Every few years, as part of a program called the National Assessment of Educational Progress (NAEP), a representative sample of American students is tested to see how much they know about science. The most recent results, from 2019, were released this week. Only about a third of fourth- and eighth-graders managed to score at a level deemed “proficient” or above; at twelfth grade, fewer than a quarter cleared that bar. Even more disturbing, about 30% of students at the two lower grade levels and 40% of twelfth-graders didn’t even reach the “basic” level.
Overall, the dismal scores are either the same or lower than those from the last round of science tests, given in 2015. And the declines are driven by falling scores among the lowest-achieving students. Peggy Carr, the official at the National Center for Education Statistics (NCES) who regularly announces NAEP results, called it “a concerning pattern we’ve seen before in other subjects.”
Indeed. That’s been the story with NAEP tests in U.S. history and civics as well as the biannual tests that get the most attention—those in reading and math. International assessments show the same trend. The urgent question is why our education system seems to be failing its most vulnerable students. And the officials charged with administering the tests and interpreting the results have trouble providing a consistent answer.
At the virtual event announcing the results on May 25th, a former member of the NAEP Governing Board, science education professor Cary Sneider, had a clear explanation: too much focus on what he called “the basics”—reading and math. Studies show, he noted, that science and social studies are being crowded out of the school schedule. He urged principals and school leaders to “mandate a minimum amount of time on science each day.”
But in an interview with the education news website The 74, the federal official who oversees the NAEP gave a seemingly contradictory explanation. NCES Commissioner James “Lynn” Woodworth suggested that the low scores reflect poor reading comprehension ability. “Reading is a critical skill that’s needed to improve on all subjects across the board,” Woodworth said.
In other words, Sneider says too much time on reading is to blame for low science scores. But Woodworth thinks the problem is that schools are spending too little time on reading. What are conscientious educators and policymakers supposed to do?
To figure that out, they would first need to understand that the term “reading” is being used to cover two very different processes: decoding, or sounding out, words; and understanding what you read. If students can’t fluently decode words—as many at even the high school level can’t, because of deficiencies in teacher training and curriculum—then obviously they won’t do well on any test that requires reading. Those students should be identified and given systematic instruction in foundational reading skills, including phonics. Unfortunately, our testing system doesn’t identify which students need that kind of help.
So Woodworth might be right that part of the problem is poor reading skills—except that he was specifically talking about the other aspect of reading, comprehension. Schools are already spending many hours every week having students practice reading comprehension “skills” like “finding the main idea” and “making inferences,” using easy-to-read texts on a random variety of topics.
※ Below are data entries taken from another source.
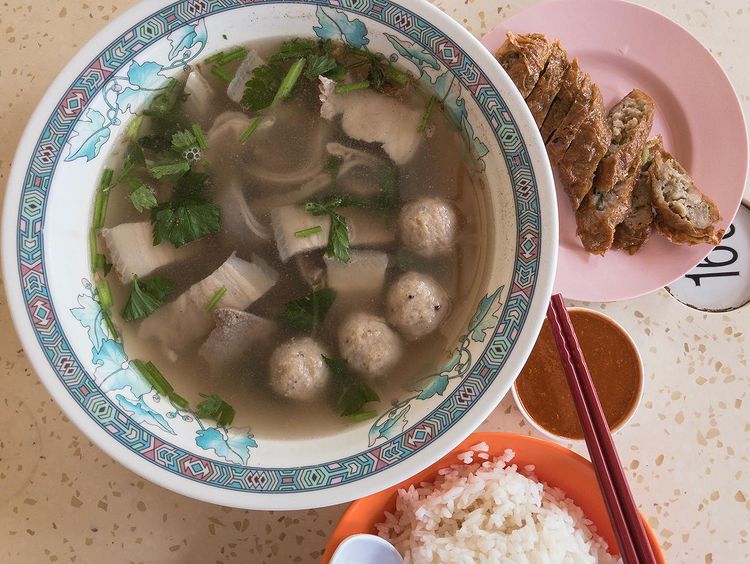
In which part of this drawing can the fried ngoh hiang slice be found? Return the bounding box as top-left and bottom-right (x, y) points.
(558, 84), (612, 210)
(495, 31), (552, 98)
(540, 59), (586, 143)
(576, 159), (650, 255)
(526, 41), (569, 129)
(547, 73), (596, 165)
(648, 142), (724, 245)
(612, 135), (662, 255)
(594, 89), (656, 192)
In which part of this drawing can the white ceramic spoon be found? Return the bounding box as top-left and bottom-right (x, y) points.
(330, 534), (403, 564)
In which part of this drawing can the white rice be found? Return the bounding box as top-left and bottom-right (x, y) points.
(376, 443), (620, 564)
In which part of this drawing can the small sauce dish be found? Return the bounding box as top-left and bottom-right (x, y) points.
(511, 307), (644, 443)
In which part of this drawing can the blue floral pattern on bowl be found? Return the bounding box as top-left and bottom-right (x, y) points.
(6, 0), (554, 507)
(66, 6), (502, 464)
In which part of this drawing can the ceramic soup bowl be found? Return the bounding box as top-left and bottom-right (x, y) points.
(3, 0), (557, 509)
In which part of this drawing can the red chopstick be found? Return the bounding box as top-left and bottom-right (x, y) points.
(547, 294), (656, 564)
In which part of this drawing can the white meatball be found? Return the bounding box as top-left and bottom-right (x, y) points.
(398, 198), (458, 257)
(269, 337), (330, 401)
(339, 312), (402, 376)
(385, 272), (449, 341)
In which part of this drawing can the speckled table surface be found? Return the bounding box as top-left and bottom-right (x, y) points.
(0, 0), (750, 563)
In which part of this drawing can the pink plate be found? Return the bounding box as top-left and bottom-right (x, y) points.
(482, 0), (748, 301)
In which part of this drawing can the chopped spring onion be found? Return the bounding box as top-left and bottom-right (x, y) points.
(89, 227), (99, 270)
(216, 47), (247, 66)
(192, 123), (208, 149)
(130, 359), (174, 396)
(240, 116), (263, 145)
(94, 253), (111, 276)
(96, 280), (114, 309)
(102, 309), (120, 341)
(126, 115), (143, 141)
(294, 225), (323, 238)
(333, 80), (370, 94)
(271, 59), (306, 106)
(195, 394), (235, 427)
(167, 392), (190, 409)
(206, 286), (227, 311)
(94, 168), (115, 229)
(417, 94), (437, 133)
(204, 51), (224, 65)
(211, 66), (232, 82)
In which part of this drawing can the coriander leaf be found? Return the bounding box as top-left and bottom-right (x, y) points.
(151, 171), (221, 247)
(305, 54), (338, 80)
(122, 274), (172, 321)
(242, 64), (286, 112)
(128, 184), (159, 213)
(151, 199), (221, 247)
(326, 212), (351, 262)
(148, 161), (190, 180)
(172, 129), (198, 149)
(271, 38), (318, 61)
(305, 194), (344, 215)
(323, 355), (380, 419)
(279, 288), (336, 333)
(195, 394), (235, 427)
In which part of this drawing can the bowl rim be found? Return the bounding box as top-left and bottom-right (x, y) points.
(321, 431), (665, 564)
(2, 0), (558, 509)
(510, 306), (646, 444)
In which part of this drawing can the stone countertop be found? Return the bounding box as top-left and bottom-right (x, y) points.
(0, 0), (750, 564)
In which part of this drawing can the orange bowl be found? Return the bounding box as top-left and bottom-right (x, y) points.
(323, 433), (665, 564)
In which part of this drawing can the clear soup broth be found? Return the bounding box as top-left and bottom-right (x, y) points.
(101, 40), (487, 438)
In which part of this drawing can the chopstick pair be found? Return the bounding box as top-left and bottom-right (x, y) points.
(547, 294), (656, 564)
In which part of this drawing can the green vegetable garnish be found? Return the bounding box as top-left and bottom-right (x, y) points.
(122, 274), (172, 321)
(96, 280), (113, 309)
(305, 53), (339, 80)
(93, 168), (115, 229)
(417, 94), (437, 133)
(326, 212), (351, 262)
(148, 161), (190, 180)
(271, 38), (318, 61)
(151, 171), (221, 247)
(294, 225), (323, 238)
(206, 286), (227, 311)
(305, 195), (351, 262)
(211, 65), (232, 83)
(279, 288), (336, 333)
(195, 394), (234, 427)
(242, 64), (284, 112)
(271, 59), (305, 106)
(322, 355), (380, 421)
(172, 129), (198, 149)
(130, 359), (174, 396)
(128, 184), (159, 213)
(334, 80), (370, 94)
(89, 227), (99, 270)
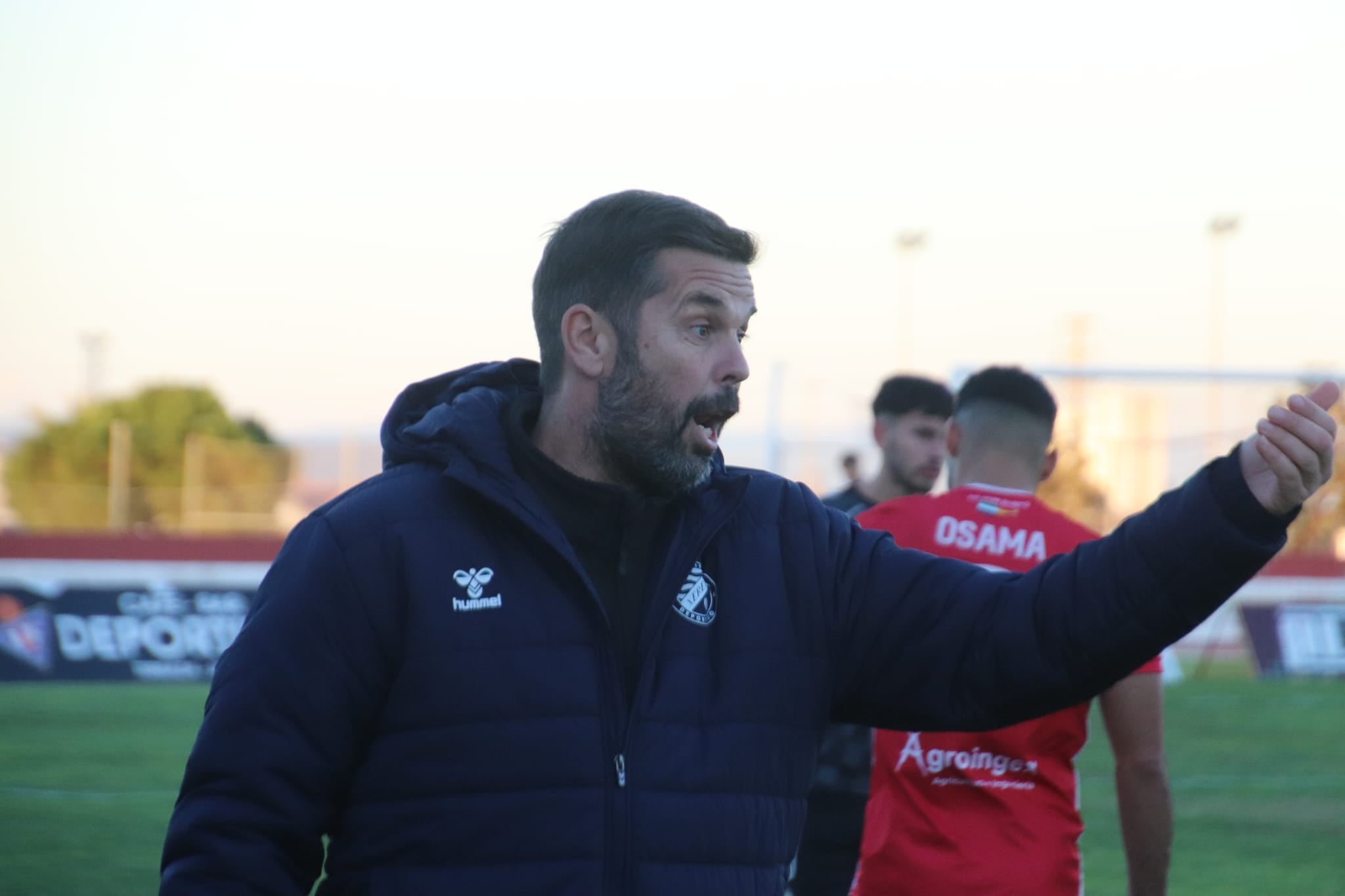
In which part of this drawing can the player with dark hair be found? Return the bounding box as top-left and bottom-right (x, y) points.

Doing more of that, as Woodworth seems to be advocating, is likely to keep test scores low rather than improve them.
Studies have shown that reading comprehension depends far more on academic knowledge than on generally applicable skills. So if schools want to boost reading comprehension, they should build students’ academic knowledge—and the vocabulary that goes with it—through a coherent, content-focused curriculum, beginning in kindergarten. The curriculum should cover social studies, science, and the arts, spending at least two or three weeks on a topic rather than being organized around a “skill of the week.” That approach would likely boost scores not just in reading but in other subjects as well, especially for students who are less likely to pick up academic knowledge at home because their families have less education.
In fact, the NAEP Governing Board itself convened a panel of reading experts in 2018 that identified a focus on comprehension skills as the cause of stagnant reading scores. But NAEP officials apparently didn’t pay much attention, because Woodworth isn’t the only one who has made statements that seem to ignore or contradict it.
In 2019, when asked why reading scores were declining more than math scores, Peggy Carr basically just shrugged: “We don’t seem to know how to move the scores for reading but we do for math,” she said. In 2020, discussing dismal results on twelfth-grade reading and math tests, she said “we can’t be sure” why the gap between higher- and lower-performing students was growing. And trying to analyze abysmal results in history, civics, and geography that same year, she—like Woodworth—suggested that the problem was reading skills: “If students struggle with reading, they will struggle to understand these tests too. You need those fundamental skills.” At the same time, she identified the problem as being that “students don’t know the content.”
All this confusion stems from a fundamental lack of clarity not just about the definition of “reading” but also about what reading comprehension tests actually measure. The premise of reading tests like the NAEP is that comprehension can be measured as a discrete skill, despite evidence from cognitive science that it’s highly dependent on background knowledge. That assumption has contributed to a recent flap over proposed revisions to the NAEP reading test. Some members of the Governing Board want to add “support features” to explain terms that students might not understand, like “talent show.” Others on the board appear to agree with cognitive scientists that providing that kind of “support” undermines the whole exercise, because a key part of what the test should assess is whether students have acquired the knowledge and vocabulary needed for comprehension.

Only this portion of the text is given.